The expression of each gene is evaluated in order to determine where and how clearly it is expressed. Please refer to the embryo atlas below that demonstrates the anatomical structures focused for annotation.

In the first column of the spreadsheet (1), whether any expression at any organs or tissues was detected or not is evaluated (y: yes, blank: no, or not determined). "y" in this column may include vague staining or ubiquitous staining resulted from our assay. In the next three columns (2), whether the relatively clear localization was detected or not is evaluated in each stage. If this column is marked "y", the organs or tissues where the expression was localized were further evaluated in the rest of the corresponding columns (3).

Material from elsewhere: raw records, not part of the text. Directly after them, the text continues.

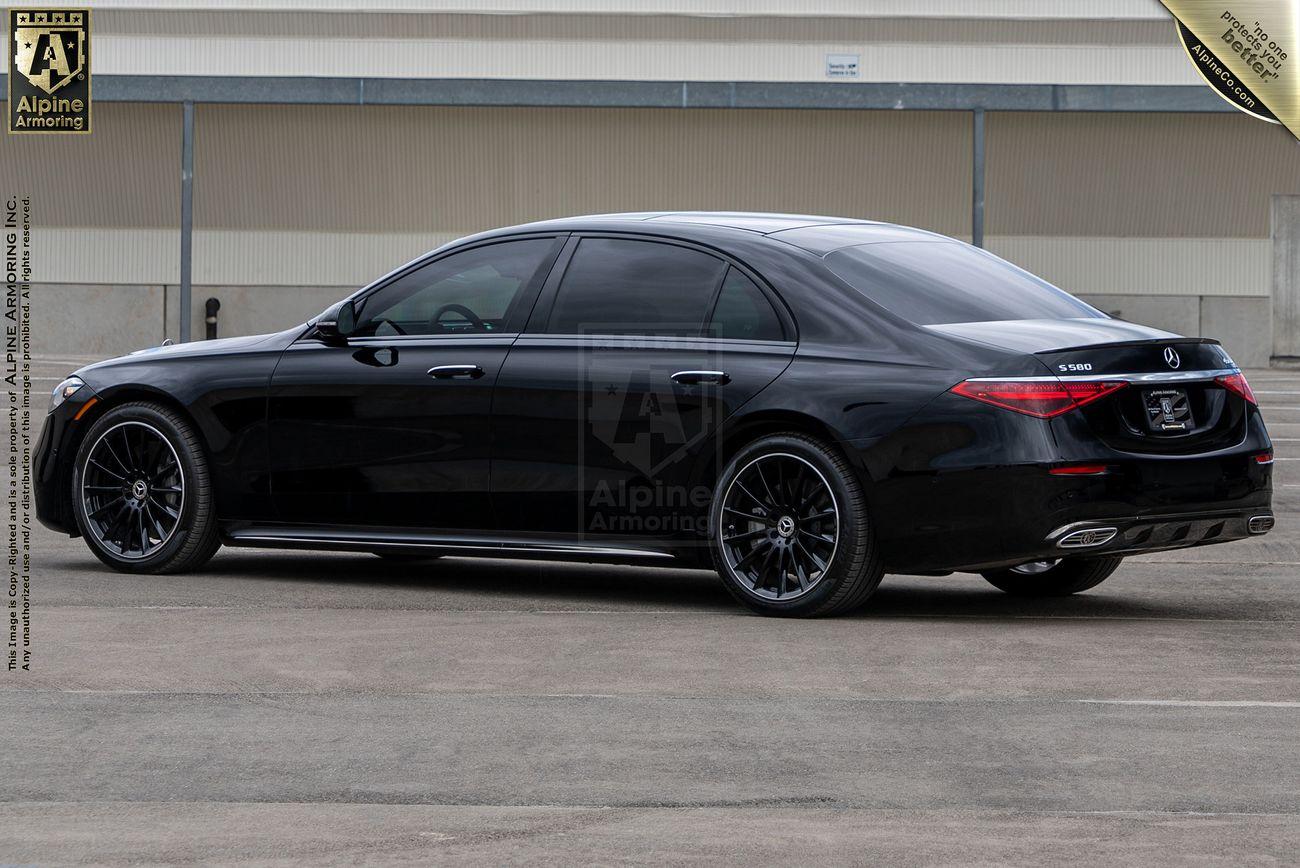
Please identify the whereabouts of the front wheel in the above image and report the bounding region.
[72,403,221,573]
[709,433,884,617]
[980,557,1123,596]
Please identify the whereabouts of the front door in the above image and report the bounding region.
[270,236,560,530]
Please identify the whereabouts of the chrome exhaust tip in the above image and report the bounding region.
[1245,516,1273,534]
[1057,528,1119,548]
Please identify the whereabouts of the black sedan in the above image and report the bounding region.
[34,213,1273,616]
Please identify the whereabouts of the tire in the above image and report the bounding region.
[709,433,884,617]
[72,403,221,573]
[980,557,1123,596]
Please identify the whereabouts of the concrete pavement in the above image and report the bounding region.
[0,363,1300,865]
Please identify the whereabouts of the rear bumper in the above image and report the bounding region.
[875,452,1273,573]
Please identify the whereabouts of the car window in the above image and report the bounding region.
[826,240,1105,325]
[354,238,555,338]
[706,268,785,340]
[546,238,727,335]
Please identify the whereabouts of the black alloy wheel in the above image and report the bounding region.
[73,403,221,573]
[720,452,840,600]
[710,434,883,617]
[81,421,185,560]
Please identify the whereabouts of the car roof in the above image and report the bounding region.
[473,211,950,256]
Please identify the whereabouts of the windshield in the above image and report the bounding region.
[826,240,1106,325]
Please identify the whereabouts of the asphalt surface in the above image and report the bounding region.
[0,360,1300,865]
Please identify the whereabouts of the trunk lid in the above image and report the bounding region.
[927,318,1249,455]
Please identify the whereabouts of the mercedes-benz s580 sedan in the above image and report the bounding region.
[34,213,1273,616]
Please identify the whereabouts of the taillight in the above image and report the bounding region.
[952,379,1128,418]
[1048,464,1110,476]
[1214,372,1260,404]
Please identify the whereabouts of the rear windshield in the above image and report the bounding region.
[826,240,1105,325]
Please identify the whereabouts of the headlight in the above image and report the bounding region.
[49,377,86,413]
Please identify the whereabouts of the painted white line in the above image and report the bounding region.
[1074,699,1300,708]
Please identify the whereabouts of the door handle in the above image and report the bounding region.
[672,370,731,386]
[425,365,484,379]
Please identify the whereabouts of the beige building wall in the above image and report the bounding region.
[0,103,1300,364]
[985,113,1300,365]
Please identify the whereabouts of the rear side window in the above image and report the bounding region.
[546,238,727,335]
[706,268,785,340]
[826,240,1105,325]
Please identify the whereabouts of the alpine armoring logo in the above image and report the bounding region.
[9,9,90,133]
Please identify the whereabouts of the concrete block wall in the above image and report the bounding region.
[1079,295,1273,368]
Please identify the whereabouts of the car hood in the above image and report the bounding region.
[78,326,303,373]
[924,317,1179,353]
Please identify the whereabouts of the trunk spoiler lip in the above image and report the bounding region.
[1030,338,1219,356]
[966,368,1242,383]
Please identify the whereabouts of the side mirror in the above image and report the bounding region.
[316,301,356,343]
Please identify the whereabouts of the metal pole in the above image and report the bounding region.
[971,109,984,247]
[181,103,194,343]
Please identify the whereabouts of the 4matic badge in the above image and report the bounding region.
[9,9,90,133]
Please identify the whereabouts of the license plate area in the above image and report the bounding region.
[1141,389,1196,434]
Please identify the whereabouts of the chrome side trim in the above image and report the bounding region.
[967,368,1242,383]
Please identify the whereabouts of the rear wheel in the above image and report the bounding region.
[710,434,884,617]
[980,557,1123,596]
[72,403,221,573]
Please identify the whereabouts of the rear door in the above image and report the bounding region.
[493,235,794,539]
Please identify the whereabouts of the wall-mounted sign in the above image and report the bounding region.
[826,55,858,78]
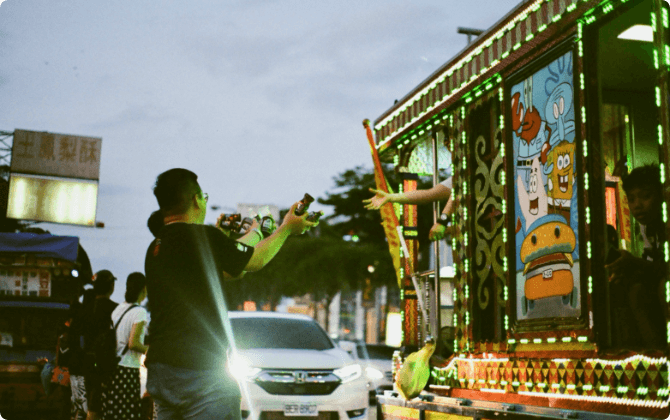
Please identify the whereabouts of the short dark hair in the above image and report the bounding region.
[93,270,116,296]
[147,210,165,238]
[125,272,147,303]
[154,168,200,215]
[622,165,663,197]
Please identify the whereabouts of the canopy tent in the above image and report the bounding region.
[0,233,79,262]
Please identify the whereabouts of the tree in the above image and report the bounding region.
[226,166,444,324]
[318,165,444,274]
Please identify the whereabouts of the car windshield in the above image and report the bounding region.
[358,344,396,360]
[230,318,334,350]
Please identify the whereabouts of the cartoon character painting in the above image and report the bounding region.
[517,157,548,230]
[544,140,575,218]
[544,83,575,146]
[521,214,578,315]
[512,78,551,166]
[510,52,581,319]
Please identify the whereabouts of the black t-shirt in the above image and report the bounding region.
[145,223,254,370]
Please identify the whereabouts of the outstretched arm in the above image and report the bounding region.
[363,184,451,210]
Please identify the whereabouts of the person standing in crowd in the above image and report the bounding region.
[606,165,667,349]
[84,270,118,420]
[102,272,149,420]
[66,288,88,420]
[145,168,317,420]
[363,177,455,241]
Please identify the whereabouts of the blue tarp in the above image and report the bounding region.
[0,233,79,262]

Since our original interest stems from limb development as an optimal model for the pattern formation, and the limb bud is readily observed under the microscope, the gene expression in the developing limb bud is particularly evaluated in detail (4).

Although a WISH assay is not quantitative, each gene, in fact, manifests significant difference in the intensity of the colorimetric signals as a result of WISH assays. Thus, the signal intensity is also evaluated (2: intense signal, 1: faint signal, blank: no signal, or not determined due to the obscure staining).

Note that the annotation is provided as-is without warranty of any kind. Although the gene expression has been annotated by multiple experts, it is undeniable that such evaluation entails subjectivity to a certain extent.